Hoy se celebra la Jornada en memoria de los misioneros mártires. Durante 2018, en todo el mundo, numerosos obispos, sacerdotes, monjas y fieles laicos han sufrido violencia; mientras han sido asesinados cuarenta misioneros, casi el doble en comparación con el año anterior. Recordar este calvario contemporáneo de hermanos y hermanas perseguidos o asesinados por su fe en Jesús, es un deber de gratitud para toda la Iglesia, pero también un estímulo para testimoniar con coraje nuestra fe y nuestra esperanza en Aquel que en la Cruz venció para siempre el odio y la violencia con su amor.

Recemos por las numerosas víctimas de los últimos atentados inhumanos en Nigeria y Mali. El Señor acoja a las víctimas, sane a los heridos, consuele a los familiares y convierta los corazones crueles. Oremos: «Ave María...»

Os saludo a todos vosotros llegados de Roma, Italia y de diferentes países, en particular a los peregrinos de Pula (Croacia), Coslada (España) y a la comunidad del Seminario Pontificio Francés. Saludo a los fieles de Dogana, Carpi, Faenza, Castellammare di Stabia; al grupo de mujeres asociadas para enfrentar juntas su patología peculiar; a los scouts de Campobasso, a los confirmados de Cervarese Santa Croce, a los muchachos de la profesión de fe de Renate, Veduggio y Rastignano, a los estudiantes de los Institutos de los Hermanos de las Escuelas Cristianas de Turín y Vercelli y a los de la escuela de Santa Dorotea de Montecchio Emilia.

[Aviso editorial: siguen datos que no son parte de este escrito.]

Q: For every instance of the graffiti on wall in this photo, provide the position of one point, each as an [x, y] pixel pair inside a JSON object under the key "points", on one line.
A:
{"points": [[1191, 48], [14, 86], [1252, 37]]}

Mañana, fiesta de la Anunciación del Señor, iré a Loreto, a la Casa de la Virgen. He elegido este lugar para la firma de la Exhortación Apostólica dedicada a los jóvenes. Pido vuestra oración para que el “sí” de María se convierta en el “sí” de muchos de nosotros.

Os deseo a todos un buen domingo. Y por favor no os olvidéis de rezar por mí. ¡Buen almuerzo y hasta pronto!

 


 

Boletín de la Oficina de Prensa de la Santa Sede, 24 de marzo de 2019.